"There's always another secret."
I used to read a lot of fantasy. And by "used to," I mean before I took on my 250 Project list and started by exploration of the classics. I read fantasy novels all the time, and they made up a good chunk of my literary diet. And while I liked other genres, fantasy has always been a favorite of mine. There is something about the world-building that gets me every darn time.
But in all that fantasy reading, I never stumbled on Brandon Sanderson. So when Amanda was posting about a readalong for the Mistborn trilogy, I read with anticipation. And when she finished and loved it, I decided to join in. I read the first book, appropriately titled Mistborn in just a couple days. That should tell you something since the book was 650 pages.
Mistborn is everything I love about epic high fantasy. The world-building is absolutely fantastic, the characters well-developed, and the plot gripping. There is something to be said about a book that keeps you guessing and turning the pages. I also loved that the fantasy elements were well-developed and explained.
I think that might be why so many are turned off by this kind of high fantasy. I mean, as a reader, you do have to suspend some level of belief when reading a work like this. A bad fantasy author doesn't let you suspend that belief. They don't make you care about their characters, or truly understand their world. A good fantasy writer makes you care. And while you know the world is fake and that the magic isn't a possibility, the reader still sees how the world functions in its own place. I love that.
Mistborn does all of these things. It explains what needs to be explained as it becomes necessary. The magic systems are explained to the reader when necessary. Young Vin, the female protagonist, is a great catalyst for this knowledge. We learn the world through her own training, experiences, and mistakes. We also learn bits of lore, as necessary, from Sazed as we need to learn it.
The characters as a whole are well-developed and likeable. Kelsier was a phenomenal herolike figure throughout the entire novel. He always kept me guessing up until the end. He pushed the others where they needed to be pushed, and held back the information that needed to be kept secret. He always surprised me, which is something I really loved. I also liked that while Kelsier was the hero for most of the book,I never really knew the truth of what he was doing until near the end. That gave me the chance to feel the desperation of the others when the plans didn't work out.
And Vin. Vin might be one of my favorite female fantasy characters of all time. She changed and adapted slowly to becoming a part of the crew. Her reactions fit until she learned otherwise, her opinions and attitudes altered by the positive interactions she had with those around her. I loved that she barely spoke aloud in the beginning, but at the end, she couldn't stop. It was a great and powerful transformation-just plain superb character development.

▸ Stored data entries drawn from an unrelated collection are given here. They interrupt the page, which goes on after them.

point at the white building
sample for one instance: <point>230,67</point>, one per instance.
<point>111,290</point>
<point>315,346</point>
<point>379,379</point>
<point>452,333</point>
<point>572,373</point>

There are others, of course. Elend. I really enjoyed seeing what he really thought, and his turn around to the realization of how bad things were in his society. I'm curious to see how he changes in the next two books. I also loved the other members of the crew: Sazed, Marsh (!!!!!!!), Ham....all of them so wonderfully developed that even when they disappeared for 50 pages and came back, I still felt like I knew them.
I can't wait to get to the next two books in the trilogy, and join in on all the discussion. Thank you Amanda for making me join in! :)
"I represent that one thing you've never been able to kill, no matter how hard you try. I am hope."